Methods: GCC expression in multiple human pancreatic cancer samples including tissue microarrays (TMAs) was evaluated by immunohistochemistry (IHC). For in vivo studies, 7 mouse xenograft primary human tumor explant (PHTX) models of pancreatic cancer were developed, including tumor tissue from patients with wild-type and mutant KRAS. Animals were treated when the tumor reached ~230 mm3. In single-agent studies, animals were administered vehicle, MMAE 0.135 mg/kg once weekly (QW), or MLN0264 3.75 or 7.5 mg/kg QW. In combination studies, animals received vehicle, or MLN0264 7.5 mg/kg QW alone or in combination with gemcitabine 15 or 20 mg/kg twice weekly (BIW), or gemcitabine 15 mg/kg on days 1, 3 each week. Average tumor volume was determined at multiple time points following the start of treatment using vernier calipers.
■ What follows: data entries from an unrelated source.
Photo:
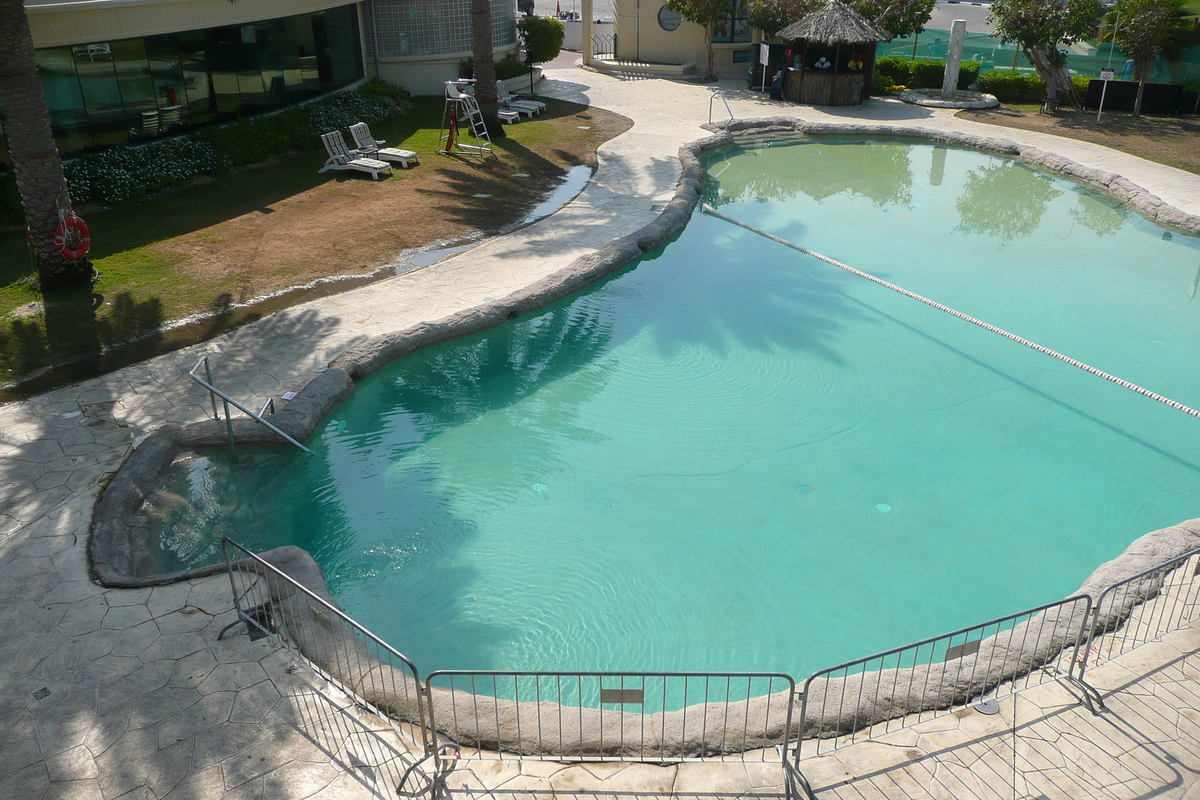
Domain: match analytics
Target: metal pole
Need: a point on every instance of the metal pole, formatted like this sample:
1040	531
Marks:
213	397
1116	26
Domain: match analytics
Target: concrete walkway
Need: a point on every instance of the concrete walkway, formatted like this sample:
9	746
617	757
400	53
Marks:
126	693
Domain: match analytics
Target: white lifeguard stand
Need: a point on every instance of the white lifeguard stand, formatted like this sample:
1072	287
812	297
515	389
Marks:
461	113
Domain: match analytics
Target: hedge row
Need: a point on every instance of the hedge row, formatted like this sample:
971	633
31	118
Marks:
922	73
1012	86
131	172
510	66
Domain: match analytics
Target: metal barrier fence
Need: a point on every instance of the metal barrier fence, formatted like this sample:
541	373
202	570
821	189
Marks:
604	44
274	605
615	716
935	677
1143	608
666	717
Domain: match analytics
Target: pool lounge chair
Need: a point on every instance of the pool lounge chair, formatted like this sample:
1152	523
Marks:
457	91
527	107
502	92
340	157
367	145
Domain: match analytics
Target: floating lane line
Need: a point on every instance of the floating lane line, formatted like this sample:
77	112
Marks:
1099	373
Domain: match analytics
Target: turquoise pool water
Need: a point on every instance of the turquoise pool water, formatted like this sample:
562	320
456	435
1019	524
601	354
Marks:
736	457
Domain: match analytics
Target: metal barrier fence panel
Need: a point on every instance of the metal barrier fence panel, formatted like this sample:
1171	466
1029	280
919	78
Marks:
1143	608
615	716
935	677
271	603
604	44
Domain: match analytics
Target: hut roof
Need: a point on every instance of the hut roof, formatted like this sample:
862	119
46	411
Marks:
835	23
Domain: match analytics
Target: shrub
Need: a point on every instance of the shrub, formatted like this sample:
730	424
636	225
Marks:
927	73
126	173
1011	86
541	36
346	108
507	67
383	89
881	84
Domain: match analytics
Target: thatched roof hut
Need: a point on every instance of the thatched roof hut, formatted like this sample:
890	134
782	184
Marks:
837	47
835	23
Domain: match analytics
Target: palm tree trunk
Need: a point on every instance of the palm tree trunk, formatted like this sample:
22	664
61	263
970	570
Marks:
1053	73
709	70
35	157
485	65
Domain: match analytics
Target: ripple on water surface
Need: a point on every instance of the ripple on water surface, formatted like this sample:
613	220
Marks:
736	457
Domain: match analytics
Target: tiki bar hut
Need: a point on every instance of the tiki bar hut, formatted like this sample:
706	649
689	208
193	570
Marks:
834	56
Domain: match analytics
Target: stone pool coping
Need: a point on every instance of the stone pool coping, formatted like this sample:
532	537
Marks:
119	534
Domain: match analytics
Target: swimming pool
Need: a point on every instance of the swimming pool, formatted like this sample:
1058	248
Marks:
735	457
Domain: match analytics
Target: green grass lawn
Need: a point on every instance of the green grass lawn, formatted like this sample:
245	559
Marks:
145	283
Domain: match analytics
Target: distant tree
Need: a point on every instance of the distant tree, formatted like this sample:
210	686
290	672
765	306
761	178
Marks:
897	17
483	54
1039	28
773	16
1143	29
706	13
35	156
541	38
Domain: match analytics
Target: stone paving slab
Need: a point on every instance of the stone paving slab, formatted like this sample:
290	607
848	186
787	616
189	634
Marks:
127	693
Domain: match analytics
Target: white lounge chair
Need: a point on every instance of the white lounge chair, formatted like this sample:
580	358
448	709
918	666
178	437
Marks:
367	145
459	91
502	94
340	157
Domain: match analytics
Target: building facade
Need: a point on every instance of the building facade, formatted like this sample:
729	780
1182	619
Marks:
126	71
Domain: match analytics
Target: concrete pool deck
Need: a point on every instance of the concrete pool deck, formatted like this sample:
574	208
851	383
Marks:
119	692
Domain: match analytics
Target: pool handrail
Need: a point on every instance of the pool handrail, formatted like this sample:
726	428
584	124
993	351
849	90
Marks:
214	392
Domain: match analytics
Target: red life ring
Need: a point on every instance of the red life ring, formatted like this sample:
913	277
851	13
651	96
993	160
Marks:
72	238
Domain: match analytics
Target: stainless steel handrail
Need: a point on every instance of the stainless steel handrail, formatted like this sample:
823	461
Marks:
273	603
214	392
712	100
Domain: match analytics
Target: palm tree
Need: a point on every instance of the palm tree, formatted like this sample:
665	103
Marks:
35	156
1143	29
485	65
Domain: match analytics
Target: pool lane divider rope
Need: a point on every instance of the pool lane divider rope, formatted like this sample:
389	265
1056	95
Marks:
1099	373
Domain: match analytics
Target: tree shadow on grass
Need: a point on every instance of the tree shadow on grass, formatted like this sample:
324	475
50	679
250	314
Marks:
71	329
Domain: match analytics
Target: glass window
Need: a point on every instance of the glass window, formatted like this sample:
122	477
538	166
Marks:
345	52
137	88
289	50
112	92
733	29
223	54
69	118
270	64
193	66
167	73
101	92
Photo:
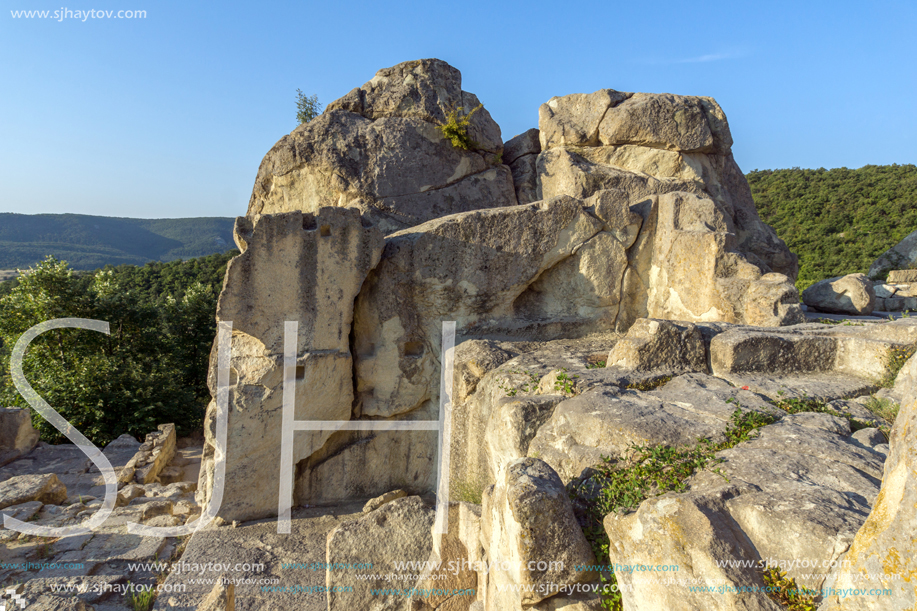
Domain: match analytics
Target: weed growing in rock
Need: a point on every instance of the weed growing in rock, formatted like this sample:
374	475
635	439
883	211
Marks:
895	358
455	129
651	384
469	491
529	385
883	408
142	599
785	592
43	551
565	383
797	405
645	471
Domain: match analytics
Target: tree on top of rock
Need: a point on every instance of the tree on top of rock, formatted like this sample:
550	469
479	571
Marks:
307	107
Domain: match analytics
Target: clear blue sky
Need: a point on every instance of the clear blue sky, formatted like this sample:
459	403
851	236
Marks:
169	116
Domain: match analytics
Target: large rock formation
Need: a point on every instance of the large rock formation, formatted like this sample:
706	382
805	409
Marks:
882	554
850	294
707	257
294	267
793	497
378	149
640	211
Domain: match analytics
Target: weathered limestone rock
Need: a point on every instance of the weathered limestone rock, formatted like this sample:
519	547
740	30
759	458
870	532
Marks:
903	275
605	421
221	598
294	267
469	268
650	144
400	531
513	425
570	602
473	359
661	345
900	256
17	435
860	352
521	154
850	294
379	501
528	523
46	488
152	457
800	490
378	149
883	552
462	564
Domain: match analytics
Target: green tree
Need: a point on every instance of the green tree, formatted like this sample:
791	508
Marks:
307	107
151	369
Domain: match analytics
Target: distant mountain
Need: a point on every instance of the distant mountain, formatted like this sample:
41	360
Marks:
838	221
91	242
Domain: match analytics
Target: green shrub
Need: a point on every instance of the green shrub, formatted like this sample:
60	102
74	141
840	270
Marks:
151	368
455	129
307	107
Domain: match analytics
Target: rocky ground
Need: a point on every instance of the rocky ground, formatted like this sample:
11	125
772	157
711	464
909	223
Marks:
641	416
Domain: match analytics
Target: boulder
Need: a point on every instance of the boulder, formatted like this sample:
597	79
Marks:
882	554
378	149
379	501
900	256
46	488
607	420
17	435
652	144
850	294
792	497
221	598
855	351
661	345
528	526
521	153
153	456
294	267
471	268
696	273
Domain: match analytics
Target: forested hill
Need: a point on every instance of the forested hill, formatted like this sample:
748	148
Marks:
838	221
91	242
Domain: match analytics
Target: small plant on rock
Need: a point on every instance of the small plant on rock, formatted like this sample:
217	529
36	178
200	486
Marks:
895	358
785	592
565	383
469	491
142	598
530	385
455	129
652	384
Results: In the GCC-expressing PHTX-249 mouse xenograft model (KRAS mutant G12), single-agent MLN0264 showed significant tumor growth inhibition (TGI) versus vehicle or free MMAE by day 21, with the 7.5 mg/kg dose significantly better than 3.75 mg/kg by day 20-22. Similarly, in the GCC-expressing PHTX-215 model (KRAS wild-type), MLN0264 7.5 mg/kg resulted in significantly greater TGI (79%) versus free MMAE or MLN0264 3.75 mg/kg by day 22, including some tumor regression. Across the 7 models (variable apical GCC expression; KRAS wild-type and mutant), TGI ranged from 24% (p=0.17) to 79% (p<0.001) with single-agent MLN0264. In the PHTX-249 model, MLN0264 7.5 mg/kg plus gemcitabine 15/20 mg/kg BIW or 15 mg/kg, days 1, 3, showed significantly greater TGI than either agent alone. At day 20-21, TGI was 46-47% for single-agent MLN0264, 66-79% for gemcitabine 15 mg/kg BIW and gemcitabine days 1, 3, and 84-88% for the respective combinations; 3 of 7 animals in the latter combination group had a smaller tumor volume at day 20 versus day 0 (TGI, 93%).
Conclusions: These findings indicate that MLN0264 has antitumor activity as a single agent and in combination with gemcitabine in GCC-expressing pancreatic cancer xenograft models, and support clinical evaluation of MLN0264 in patients with pancreatic cancer. Data from additional models will be presented.